Juries are capable of sorting out damage amounts for reproductive harms in systematic ways. The injuries borne of professional mistakes in procreation are not so much more complex or intangible than the kind for which juries already determine awards for harms like the denied choices in deprivations of informed consent or the shattered trust in breaches of fiduciary duty.
And juries needn’t be left to make these determinations without guidance. They should be instructed to quantify damages as a function of two factors. The first is the severity of injuries to reproductive interests in a given case: the more severe those injuries, the greater the level of compensation. Flexible award ranges for injuries like imposed pregnancy or deprived parenthood could guide juries in these decisions like the sentencing guidelines prescribe for varying types and levels of criminal offenses.

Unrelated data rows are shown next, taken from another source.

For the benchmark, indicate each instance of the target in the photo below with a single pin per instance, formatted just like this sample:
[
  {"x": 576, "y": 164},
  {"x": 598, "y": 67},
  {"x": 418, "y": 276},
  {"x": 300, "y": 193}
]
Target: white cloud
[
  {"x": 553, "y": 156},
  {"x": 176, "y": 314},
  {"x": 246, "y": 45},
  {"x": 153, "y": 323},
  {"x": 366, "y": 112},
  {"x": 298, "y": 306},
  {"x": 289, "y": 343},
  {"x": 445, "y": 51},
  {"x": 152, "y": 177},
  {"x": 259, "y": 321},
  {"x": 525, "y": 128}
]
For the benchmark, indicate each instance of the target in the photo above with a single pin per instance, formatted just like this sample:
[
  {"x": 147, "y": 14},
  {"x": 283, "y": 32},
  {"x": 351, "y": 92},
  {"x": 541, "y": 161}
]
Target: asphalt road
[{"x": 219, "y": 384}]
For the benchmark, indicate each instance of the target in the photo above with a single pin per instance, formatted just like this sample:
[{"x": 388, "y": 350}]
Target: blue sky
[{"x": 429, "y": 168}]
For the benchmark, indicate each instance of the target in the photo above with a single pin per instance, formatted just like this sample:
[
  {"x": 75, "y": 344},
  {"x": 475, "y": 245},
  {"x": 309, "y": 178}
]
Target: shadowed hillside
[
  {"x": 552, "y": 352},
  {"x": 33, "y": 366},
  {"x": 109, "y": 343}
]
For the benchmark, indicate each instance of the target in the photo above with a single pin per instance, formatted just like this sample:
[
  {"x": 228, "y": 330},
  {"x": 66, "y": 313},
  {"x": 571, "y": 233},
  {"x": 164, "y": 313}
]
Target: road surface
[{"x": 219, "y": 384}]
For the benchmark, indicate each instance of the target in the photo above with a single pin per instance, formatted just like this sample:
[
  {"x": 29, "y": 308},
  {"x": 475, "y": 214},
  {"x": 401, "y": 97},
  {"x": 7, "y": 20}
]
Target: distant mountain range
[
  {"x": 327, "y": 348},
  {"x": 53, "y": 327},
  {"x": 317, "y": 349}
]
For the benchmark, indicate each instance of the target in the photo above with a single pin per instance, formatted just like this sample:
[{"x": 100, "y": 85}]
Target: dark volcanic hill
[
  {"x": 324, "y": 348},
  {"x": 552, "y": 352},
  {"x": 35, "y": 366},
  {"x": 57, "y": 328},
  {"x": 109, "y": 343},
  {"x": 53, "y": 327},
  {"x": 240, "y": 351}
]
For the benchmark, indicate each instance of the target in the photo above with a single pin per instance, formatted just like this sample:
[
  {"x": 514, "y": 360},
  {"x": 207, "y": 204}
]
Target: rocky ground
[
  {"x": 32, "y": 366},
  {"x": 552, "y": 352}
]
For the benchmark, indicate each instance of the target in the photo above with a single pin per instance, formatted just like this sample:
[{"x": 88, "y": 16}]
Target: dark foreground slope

Second, damages should also account for the extent to which some force other than professional misconduct is responsible for having caused that injury. This latter prong would reduce awards, for example, where negligence imposes procreation, in proportion to the role of user error, independent of contraceptive malfunction; where negligence deprives procreation, in proportion to the role of patient infertility, beyond embryo destruction; and where it confounds procreation, to uncertainty in genetic testing, apart from its substandard execution.
Many will worry that this right might reinforce exacting exercises of control over offspring traits or legitimate divisive ideals, for example, that children of certain kinds are less worthy than others, or that families ought to be set apart by race.
Where the law weighs in on conflicts about selective procreation, it should give voice to the conflicting sentiments that pervade it. But these concerns don’t justify categorically treating professional misconduct in procreation as a vicissitude of life no different from a spontaneous miscarriage or roll of the genetic dice. These transgressions are wrongs in need of a right.